Dijital sağlık denildiğinde pek çok insanın aklına ilk gelen sağlığın fütüristtik boyutu oluyor. Bireylerde, doktora gitmek yerine bir robotla konuşarak çözüm bulunacak düşüncesi oluşabiliyor. İleride bu da olacak gibi görünüyorsa da öncelikli amaç veriyi toplamak ve doğru bir şekilde analiz edebilmek. Bu analiz hastalıkları oluşmadan önlemeye yardımcı olabileceğinden önem taşıyor. Bilindiği gibi pek çok hastalığı önlemek o hastalığı oluştuktan sonra tedavi etmekten daha az maliyetli. Ekonomik boyutu yanı sıra olayın sosyolojik ve psikolojik etkileri olduğunu da unutmamak gerekiyor.
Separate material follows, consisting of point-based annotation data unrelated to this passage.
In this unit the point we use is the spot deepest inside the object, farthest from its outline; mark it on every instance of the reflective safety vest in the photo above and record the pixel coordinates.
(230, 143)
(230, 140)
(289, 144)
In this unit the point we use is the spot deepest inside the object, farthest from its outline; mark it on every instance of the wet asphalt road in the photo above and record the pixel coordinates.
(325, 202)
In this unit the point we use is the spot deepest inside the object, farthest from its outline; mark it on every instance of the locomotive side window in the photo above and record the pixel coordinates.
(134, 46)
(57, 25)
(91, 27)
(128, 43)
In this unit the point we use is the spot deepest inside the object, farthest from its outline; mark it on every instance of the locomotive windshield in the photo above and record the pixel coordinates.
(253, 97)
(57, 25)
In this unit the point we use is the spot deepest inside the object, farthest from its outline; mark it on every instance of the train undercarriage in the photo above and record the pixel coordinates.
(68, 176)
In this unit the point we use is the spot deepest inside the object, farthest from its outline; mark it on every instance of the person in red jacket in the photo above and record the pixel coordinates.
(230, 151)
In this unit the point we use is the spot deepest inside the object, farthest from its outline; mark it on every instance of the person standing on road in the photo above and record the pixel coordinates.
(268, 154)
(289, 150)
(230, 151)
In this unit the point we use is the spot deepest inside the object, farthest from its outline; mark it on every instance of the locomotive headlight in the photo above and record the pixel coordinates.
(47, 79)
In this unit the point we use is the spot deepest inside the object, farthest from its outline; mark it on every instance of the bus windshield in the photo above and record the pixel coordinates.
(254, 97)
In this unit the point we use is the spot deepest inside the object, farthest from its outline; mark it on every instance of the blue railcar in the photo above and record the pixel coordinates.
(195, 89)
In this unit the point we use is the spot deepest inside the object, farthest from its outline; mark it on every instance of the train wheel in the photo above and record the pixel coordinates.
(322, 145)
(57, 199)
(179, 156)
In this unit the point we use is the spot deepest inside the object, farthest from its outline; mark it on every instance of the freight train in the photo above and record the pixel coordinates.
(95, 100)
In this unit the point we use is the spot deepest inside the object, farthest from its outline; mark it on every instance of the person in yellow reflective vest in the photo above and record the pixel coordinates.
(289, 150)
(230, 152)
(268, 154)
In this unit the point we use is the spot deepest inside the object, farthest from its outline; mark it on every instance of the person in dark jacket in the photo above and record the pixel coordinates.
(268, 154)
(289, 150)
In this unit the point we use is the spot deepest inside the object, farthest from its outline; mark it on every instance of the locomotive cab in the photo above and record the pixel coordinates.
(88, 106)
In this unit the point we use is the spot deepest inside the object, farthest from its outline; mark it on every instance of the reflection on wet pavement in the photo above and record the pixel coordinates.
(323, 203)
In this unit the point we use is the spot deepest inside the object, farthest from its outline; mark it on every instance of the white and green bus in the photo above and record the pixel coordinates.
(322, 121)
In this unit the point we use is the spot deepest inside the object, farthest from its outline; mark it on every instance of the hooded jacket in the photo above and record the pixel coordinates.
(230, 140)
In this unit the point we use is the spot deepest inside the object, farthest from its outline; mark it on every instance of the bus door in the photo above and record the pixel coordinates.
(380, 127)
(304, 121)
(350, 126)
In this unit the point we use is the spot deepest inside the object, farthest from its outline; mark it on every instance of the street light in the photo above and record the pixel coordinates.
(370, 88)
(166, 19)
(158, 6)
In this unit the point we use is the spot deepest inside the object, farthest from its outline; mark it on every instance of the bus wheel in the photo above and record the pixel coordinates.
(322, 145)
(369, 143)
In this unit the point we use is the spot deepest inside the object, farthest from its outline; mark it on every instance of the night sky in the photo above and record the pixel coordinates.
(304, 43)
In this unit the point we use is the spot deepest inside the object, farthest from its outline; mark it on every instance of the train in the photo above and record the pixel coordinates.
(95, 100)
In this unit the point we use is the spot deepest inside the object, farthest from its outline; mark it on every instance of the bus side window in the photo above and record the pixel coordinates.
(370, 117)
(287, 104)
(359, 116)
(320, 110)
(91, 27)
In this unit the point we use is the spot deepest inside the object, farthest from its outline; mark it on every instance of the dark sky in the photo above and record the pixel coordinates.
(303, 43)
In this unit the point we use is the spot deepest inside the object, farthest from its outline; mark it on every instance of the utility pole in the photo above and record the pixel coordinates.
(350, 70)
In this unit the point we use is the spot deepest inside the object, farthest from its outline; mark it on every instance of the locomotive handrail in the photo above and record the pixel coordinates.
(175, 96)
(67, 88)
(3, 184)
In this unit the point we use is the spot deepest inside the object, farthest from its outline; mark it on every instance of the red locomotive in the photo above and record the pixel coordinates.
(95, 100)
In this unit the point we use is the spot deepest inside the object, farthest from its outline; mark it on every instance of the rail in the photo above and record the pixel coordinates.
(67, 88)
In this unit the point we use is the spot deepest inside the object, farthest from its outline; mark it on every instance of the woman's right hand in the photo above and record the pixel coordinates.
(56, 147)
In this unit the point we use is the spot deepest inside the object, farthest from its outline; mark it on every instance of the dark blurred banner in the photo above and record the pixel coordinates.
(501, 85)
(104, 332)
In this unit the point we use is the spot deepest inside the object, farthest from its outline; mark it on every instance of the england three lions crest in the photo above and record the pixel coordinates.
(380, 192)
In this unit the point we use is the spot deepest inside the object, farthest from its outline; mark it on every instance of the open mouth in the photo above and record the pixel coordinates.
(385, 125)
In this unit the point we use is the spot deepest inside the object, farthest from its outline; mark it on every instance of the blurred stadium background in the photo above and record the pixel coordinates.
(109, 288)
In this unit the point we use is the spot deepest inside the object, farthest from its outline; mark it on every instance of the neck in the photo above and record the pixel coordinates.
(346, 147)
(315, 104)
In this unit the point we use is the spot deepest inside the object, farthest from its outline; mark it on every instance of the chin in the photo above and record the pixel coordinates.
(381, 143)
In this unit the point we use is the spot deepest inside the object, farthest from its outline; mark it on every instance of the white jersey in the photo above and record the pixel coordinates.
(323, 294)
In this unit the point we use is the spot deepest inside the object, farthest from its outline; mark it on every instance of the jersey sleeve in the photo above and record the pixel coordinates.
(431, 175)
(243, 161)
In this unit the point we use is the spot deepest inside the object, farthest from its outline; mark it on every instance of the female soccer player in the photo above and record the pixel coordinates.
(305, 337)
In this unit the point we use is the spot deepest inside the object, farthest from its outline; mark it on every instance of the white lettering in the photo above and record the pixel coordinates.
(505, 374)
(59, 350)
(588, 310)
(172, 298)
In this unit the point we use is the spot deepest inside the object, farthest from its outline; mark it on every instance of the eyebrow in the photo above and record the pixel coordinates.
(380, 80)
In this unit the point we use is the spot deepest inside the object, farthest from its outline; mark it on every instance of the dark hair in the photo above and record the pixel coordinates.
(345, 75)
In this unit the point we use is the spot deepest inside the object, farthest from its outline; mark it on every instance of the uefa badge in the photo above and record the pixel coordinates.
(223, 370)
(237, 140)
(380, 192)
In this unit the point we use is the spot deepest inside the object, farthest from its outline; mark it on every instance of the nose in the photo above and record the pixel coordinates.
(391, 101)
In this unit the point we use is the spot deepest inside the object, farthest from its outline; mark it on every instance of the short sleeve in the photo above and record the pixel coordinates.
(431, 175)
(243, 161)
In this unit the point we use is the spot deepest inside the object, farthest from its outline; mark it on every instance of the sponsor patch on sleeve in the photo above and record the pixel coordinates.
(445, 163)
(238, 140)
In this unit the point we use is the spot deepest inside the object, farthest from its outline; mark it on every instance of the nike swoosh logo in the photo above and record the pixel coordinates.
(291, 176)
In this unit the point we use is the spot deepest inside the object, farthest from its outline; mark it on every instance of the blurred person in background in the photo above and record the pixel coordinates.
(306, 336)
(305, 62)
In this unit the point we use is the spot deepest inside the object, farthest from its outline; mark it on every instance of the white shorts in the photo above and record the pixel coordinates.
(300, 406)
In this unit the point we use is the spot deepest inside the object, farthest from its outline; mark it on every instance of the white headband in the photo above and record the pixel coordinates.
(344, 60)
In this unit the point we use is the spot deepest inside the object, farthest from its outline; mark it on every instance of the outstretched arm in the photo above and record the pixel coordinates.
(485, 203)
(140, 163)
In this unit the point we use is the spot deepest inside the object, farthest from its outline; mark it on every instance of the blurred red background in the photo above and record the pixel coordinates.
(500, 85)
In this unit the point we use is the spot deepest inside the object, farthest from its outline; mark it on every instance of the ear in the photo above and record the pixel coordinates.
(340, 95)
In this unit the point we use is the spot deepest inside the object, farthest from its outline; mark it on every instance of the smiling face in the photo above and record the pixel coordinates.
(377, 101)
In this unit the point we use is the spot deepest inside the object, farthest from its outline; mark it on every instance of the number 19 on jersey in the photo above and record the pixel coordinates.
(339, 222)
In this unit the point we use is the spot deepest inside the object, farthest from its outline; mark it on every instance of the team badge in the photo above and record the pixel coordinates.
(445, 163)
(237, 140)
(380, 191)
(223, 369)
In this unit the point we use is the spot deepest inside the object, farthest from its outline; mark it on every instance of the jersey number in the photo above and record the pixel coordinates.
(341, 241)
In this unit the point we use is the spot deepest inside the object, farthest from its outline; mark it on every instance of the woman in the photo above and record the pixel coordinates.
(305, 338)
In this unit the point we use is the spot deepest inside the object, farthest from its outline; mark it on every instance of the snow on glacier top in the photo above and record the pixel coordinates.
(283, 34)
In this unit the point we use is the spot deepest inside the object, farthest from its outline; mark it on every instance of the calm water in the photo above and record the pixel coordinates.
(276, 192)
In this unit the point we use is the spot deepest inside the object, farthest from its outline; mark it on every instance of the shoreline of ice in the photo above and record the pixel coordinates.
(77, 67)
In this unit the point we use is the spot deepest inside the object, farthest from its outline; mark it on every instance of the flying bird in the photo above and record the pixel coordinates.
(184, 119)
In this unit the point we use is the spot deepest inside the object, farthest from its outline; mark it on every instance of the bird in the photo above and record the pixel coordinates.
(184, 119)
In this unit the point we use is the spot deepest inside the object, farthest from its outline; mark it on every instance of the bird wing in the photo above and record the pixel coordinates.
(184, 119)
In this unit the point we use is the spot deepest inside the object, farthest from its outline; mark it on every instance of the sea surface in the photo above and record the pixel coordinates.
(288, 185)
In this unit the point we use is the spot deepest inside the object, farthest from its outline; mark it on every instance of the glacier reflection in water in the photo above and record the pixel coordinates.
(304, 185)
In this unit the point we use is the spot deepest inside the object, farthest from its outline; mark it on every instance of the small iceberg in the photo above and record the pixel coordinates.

Gelecekte MR makinelerine ihtiyaç duymayabiliriz
Günümüzde dijital sağlık alanında çalışılan konulara baktığımızda pek çoğunun AI bağlantılı olduğu görülüyor. Gelecekte karar verilmesi gereken konularda daha fazla AI ile karşı karşıya kalacağımız da bir gerçek. Hatta karar verici aşamalarda AI’nin hekimlerle birlikte çalışması uzun süredir planlanıyor. Henüz geleceğe uzanmadan bugüne odaklanırsak başlama noktası olarak veriyi doğru, kullanılabilir ve güvenli bir şekilde saklayabilmek ilk adım olarak karşımıza çıkıyor. Sonraki adımda ise özellikle ülkemiz için daha fazla araştırmaya, sağlık bilgilerimizi sınıflandırmaya yönlenmemiz gerekebilir.
Dijital sağlık alanında çalışan araştırmacıların nihai beklentisi ise sağlık hizmetlerinin etkinliğini artırmak, görüntüleme sistemleri ve ilaçları daha iyi, kişisel ve hassas hâle getirmek. Meselâ, Harvard Tıp Fakültesi’nde Psikiyatri ve Radyoloji Profesörü olan Dr. Marek Kubicki ile yaptığım bir röportajda, Kubicki “Yapay zekâ (AI) sayesinde ileride MR makinelerine ihtiyaç duymayabiliriz. Çünkü gelecekte yapay zekânın oluşabilecek psikiyatrik bir hastalığı oluşmadan öngörebilmesi mümkün olabilecek.” açıklamasını yapmıştı.
Kubicki’nin söz ettiği gelecek çok uzak sayılmaz ancak doktora gitmeden teşhis ve tedavi olmak için biraz daha sistemlerin düzgün çalışır ve yaygın hâle gelmesini beklememiz gerekiyor.